Model serving is the process of making a trained model available for inference — accepting input data and returning predictions. This sounds simple, but production serving must handle: low latency (respond in milliseconds), high throughput (thousands of requests per second), reliability (99.9%+ uptime), scalability (auto-scale with traffic), and efficiency (maximize GPU utilization). There are two main patterns: online serving (real-time, request-response via REST/gRPC) and batch serving (process large datasets offline, results stored for later use). Most production systems use online serving; batch is for non-time-sensitive predictions like recommendations or risk scores.

NVIDIA Triton Inference Server is the most widely used production inference server for GPU workloads. Key capabilities: multi-framework support (PyTorch, TensorFlow, ONNX, TensorRT, vLLM — all in one server), dynamic batching (automatically groups incoming requests into batches for GPU efficiency), model ensembles (chain multiple models in a pipeline), concurrent model execution (run multiple models on the same GPU), and metrics (Prometheus-compatible latency, throughput, and GPU utilization metrics). Triton is free and open-source, deployed via Docker containers. It’s the default choice for teams serving models on NVIDIA GPUs.

vLLM is the dominant open-source inference engine for large language models. Its key innovation is PagedAttention — inspired by virtual memory in operating systems, it manages the KV cache (key-value pairs stored during autoregressive generation) in non-contiguous memory blocks (“pages”). This eliminates memory fragmentation and waste, achieving near-zero KV cache waste compared to ~60–80% waste in naive implementations. vLLM also implements continuous batching — instead of waiting for all requests in a batch to finish, new requests are added as old ones complete, keeping the GPU busy at all times. Result: 2–4x higher throughput than HuggingFace Transformers.

ONNX Runtime (by Microsoft) is a cross-platform inference engine that runs ONNX models with hardware-specific optimizations. Convert your PyTorch/TensorFlow model to ONNX format, and ONNX Runtime applies: graph optimizations (operator fusion, constant folding), hardware acceleration (CUDA, TensorRT, DirectML, OpenVINO), and quantization (reduce precision from FP32 to INT8 for 2–4x speedup). Other optimization techniques: TensorRT (NVIDIA’s optimizer for maximum GPU performance), distillation (train a smaller model to mimic a larger one), and pruning (remove unimportant weights). For LLMs, quantization (GPTQ, AWQ, GGUF) is the primary optimization — reducing from FP16 to INT4 cuts memory by 4x with minimal quality loss.

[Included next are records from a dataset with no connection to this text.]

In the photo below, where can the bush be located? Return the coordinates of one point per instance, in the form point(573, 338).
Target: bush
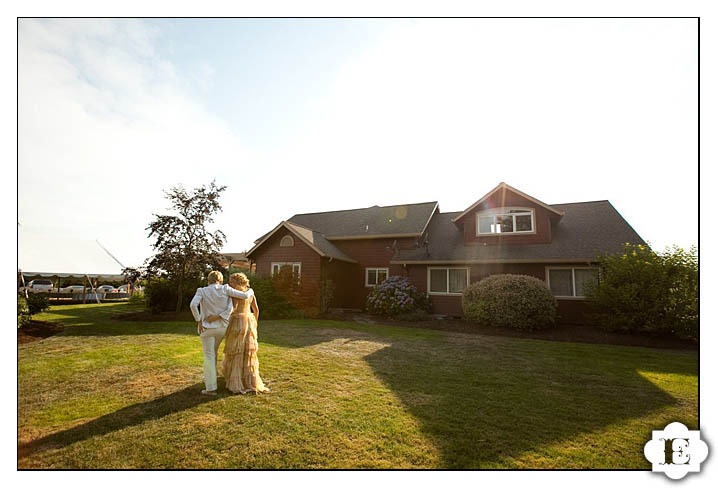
point(396, 295)
point(23, 313)
point(138, 299)
point(272, 304)
point(644, 291)
point(510, 301)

GPUs are massively parallel processors — they’re designed to process many inputs simultaneously. Processing one request at a time wastes 90%+ of GPU capacity. Batching groups multiple requests together for parallel processing. Three strategies: Static batching (fixed batch size, wait until full — simple but adds latency). Dynamic batching (collect requests for a short window, batch whatever arrived — Triton’s approach). Continuous batching (for LLMs — don’t wait for all sequences to finish; add new requests as old ones complete). The trade-off is always latency vs. throughput: larger batches = higher throughput but higher latency per request.

Latency is how long one request takes (measured in p50, p95, p99 percentiles). Throughput is how many requests per second the system handles. They’re inversely related: optimizing for one hurts the other. Latency-sensitive applications (fraud detection, search autocomplete): minimize batch size, use faster hardware, apply model optimization. Throughput-sensitive applications (batch scoring, content moderation): maximize batch size, use dynamic batching, scale horizontally. For LLMs, two metrics matter: Time to First Token (TTFT) (how fast the first word appears) and tokens per second (TPS) (generation speed). Users perceive TTFT as responsiveness and TPS as fluency.

Vertical scaling: bigger GPU (A100 → H100). Simple but has a ceiling. Horizontal scaling: more replicas behind a load balancer. The standard approach for production. Auto-scaling: automatically add/remove replicas based on metrics (GPU utilization, queue depth, latency). Kubernetes is the standard orchestrator — use KEDA (Kubernetes Event-Driven Autoscaling) or custom HPA (Horizontal Pod Autoscaler) metrics. For LLMs, scaling is more complex: large models may span multiple GPUs (tensor parallelism), so you scale in units of “model replicas” rather than individual pods. KV cache memory is often the bottleneck, not compute.

Choose vLLM if: you’re serving LLMs and need maximum throughput with PagedAttention and continuous batching. Choose Triton if: you serve multiple model types (CV, NLP, tabular) on GPUs and need dynamic batching, ensembles, and multi-model support. Choose ONNX Runtime if: you need cross-platform inference (CPU, GPU, edge) with minimal dependencies. Choose BentoML if: you want a Python-first framework that packages models as Docker containers with minimal boilerplate. Choose a managed service (SageMaker Endpoints, Vertex AI Prediction, Azure ML) if: you want zero infrastructure management and are on that cloud platform.